You are thinking of the Atmel products available to general customers.
A great deal more AVR cores are sold in ASICs than in off-the-shelf
microcontrollers. In fact, the off-the-shelf AVRs were started almost
as a side line to the main business of ASICs as someone thought that by
adding a few extra peripherals and better documentation they could sell
it to a wider audience with higher profit margins.

But you are right that AVR's are not very low end - as I said, Atmel
made a series of 4-bit microcontrollers too. The MARC4 devices were
targeted at infrared controls and wireless tyre pressure gauges amongst
other things. I have no idea how these compare to others in price -
they were just somewhat different in being available to mere mortals.
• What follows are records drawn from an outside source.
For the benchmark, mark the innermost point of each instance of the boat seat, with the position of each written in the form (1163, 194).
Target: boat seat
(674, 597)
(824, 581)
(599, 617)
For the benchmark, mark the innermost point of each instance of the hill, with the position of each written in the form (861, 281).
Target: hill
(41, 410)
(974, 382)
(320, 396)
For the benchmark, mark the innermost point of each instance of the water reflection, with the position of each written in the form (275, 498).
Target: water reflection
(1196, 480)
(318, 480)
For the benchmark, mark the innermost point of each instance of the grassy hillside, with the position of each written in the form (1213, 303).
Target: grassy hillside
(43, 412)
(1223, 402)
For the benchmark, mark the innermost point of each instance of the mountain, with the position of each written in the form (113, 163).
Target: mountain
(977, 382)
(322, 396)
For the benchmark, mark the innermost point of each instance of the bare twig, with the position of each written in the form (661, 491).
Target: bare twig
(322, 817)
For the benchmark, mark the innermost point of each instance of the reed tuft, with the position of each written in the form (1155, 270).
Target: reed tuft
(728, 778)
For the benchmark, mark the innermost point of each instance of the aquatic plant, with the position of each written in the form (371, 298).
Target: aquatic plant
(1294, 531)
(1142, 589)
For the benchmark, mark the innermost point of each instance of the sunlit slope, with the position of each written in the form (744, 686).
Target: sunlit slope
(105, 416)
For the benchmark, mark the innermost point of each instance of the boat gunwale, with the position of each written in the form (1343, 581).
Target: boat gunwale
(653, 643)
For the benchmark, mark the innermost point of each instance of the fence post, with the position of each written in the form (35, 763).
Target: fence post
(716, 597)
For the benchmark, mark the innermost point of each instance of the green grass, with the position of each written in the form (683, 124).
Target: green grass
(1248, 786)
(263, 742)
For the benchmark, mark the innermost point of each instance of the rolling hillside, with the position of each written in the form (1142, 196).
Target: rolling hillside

> At the real bottom end of
> the microcontroller market you find different players than the familiar
> players of the higher end microcontrollers (like Microchip, ST,
> Freescale....etc.).

Yes indeed - few people will have heard of them. However, even folks
like ST and Freescale make cores, ASICs, and dedicated chips for mass
productions. I read somewhere that the great majority of Coldfire cores
(Coldfire is the successor to the M68K family - certainly not low-end)
were in dedicated chips for single customers, rather than in readily
available processors and microcontrollers.

>
> Either way for C++ this has little to no relevance. If I were to write a
> general purpose C++ library these days, I wouldn't be too bothered how
> well it would do on anything less than a contemporary 32-bit processor.
> Given how the market is developing even the 16-bit microcontroller
> families like the PIC24 and MSP430 don't appear to have a very bright
> future ahead of them.
>

The msp430 is still a fine choice in some areas. But I agree with you
here - it is not at all unreasonable to assume 32-bit for C++ libraries.